That might sound like a lot of strain on parents, but the support doesn’t go only one way. Most often, Fingerman has found, “it’s a very interdependent relationship.” Of the “boomerang kids” who’ve moved back home, “a lot of these young adults are involved in caregiving for older relatives. They’re contributing to household income and household labor.” Having a close and present adult kid might be especially nice for single parents (the U.S. has the world’s highest rate of children living with one parent). Overall, Fingerman said, the tight ties seem to be great for both parties. When she started researching these relationships just over a decade ago, “we really thought it would be bad to be that involved with your parents,” she said. “And we kept trying to find it in the data … and we couldn’t.” Each side was benefiting.
Perhaps this shouldn’t be surprising. As Suitor reminded me, one of the best predictors of parents’ and adult children’s psychological well-being is the quality of their relationship. So many people in American society are stuck on the idea that too much closeness gets in the way of growth—when in fact closeness can help build a future. “If I develop my identity as a person simply by sort of rejecting my affiliation with family and other systems,” Goldsmith said, “I’m sort of developing myself in a vacuum. And that’s not actually desirable.”
If Americans should worry about anyone in this cultural shift, it’s not the adults who rely on parents—it’s the adults who don’t have a parent to rely on at all. “If we’re living in a society where the parents are a huge safety net,” Fingerman said, “where is that safety net” for people whose parents aren’t present, emotionally equipped, or alive? Some people have friendships—chosen family—so unconditional that they really are “guaranteed.” Not everyone does.

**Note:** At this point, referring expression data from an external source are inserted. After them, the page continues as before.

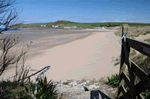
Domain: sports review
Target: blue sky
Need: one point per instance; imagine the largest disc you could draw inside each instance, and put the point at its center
(84, 10)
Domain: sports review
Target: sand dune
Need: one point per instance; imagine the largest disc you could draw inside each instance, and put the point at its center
(84, 58)
(80, 57)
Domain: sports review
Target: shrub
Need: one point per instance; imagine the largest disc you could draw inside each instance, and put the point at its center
(45, 89)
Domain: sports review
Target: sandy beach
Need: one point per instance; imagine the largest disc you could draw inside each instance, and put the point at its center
(81, 56)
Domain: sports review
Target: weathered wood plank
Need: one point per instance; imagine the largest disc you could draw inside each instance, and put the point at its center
(140, 96)
(139, 46)
(140, 87)
(126, 79)
(123, 90)
(121, 61)
(138, 71)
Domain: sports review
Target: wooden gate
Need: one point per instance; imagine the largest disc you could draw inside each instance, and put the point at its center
(134, 90)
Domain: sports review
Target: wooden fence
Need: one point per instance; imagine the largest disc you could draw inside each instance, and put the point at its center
(127, 88)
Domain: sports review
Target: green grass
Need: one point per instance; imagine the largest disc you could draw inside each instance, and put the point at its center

Parents and kids who can count each other as family and friends are the luckiest of all. For decades, the parent-child relationship has been somewhat transactional: A parent keeps a child alive and healthy until adulthood, and eventually the grown kid comes back to take on the caregiver role. Under that model, the lives people lead in between—their silly exploits and daydreams, their minor grievances and pet peeves—happen largely out of each other’s sight. But why should all those everyday fragments be the province of only peers and partners? If people could stop worrying about whether the new parent-child closeness is a “crisis,” perhaps they’d come to see how beautiful it is for family members to ask—and receive—more from one another.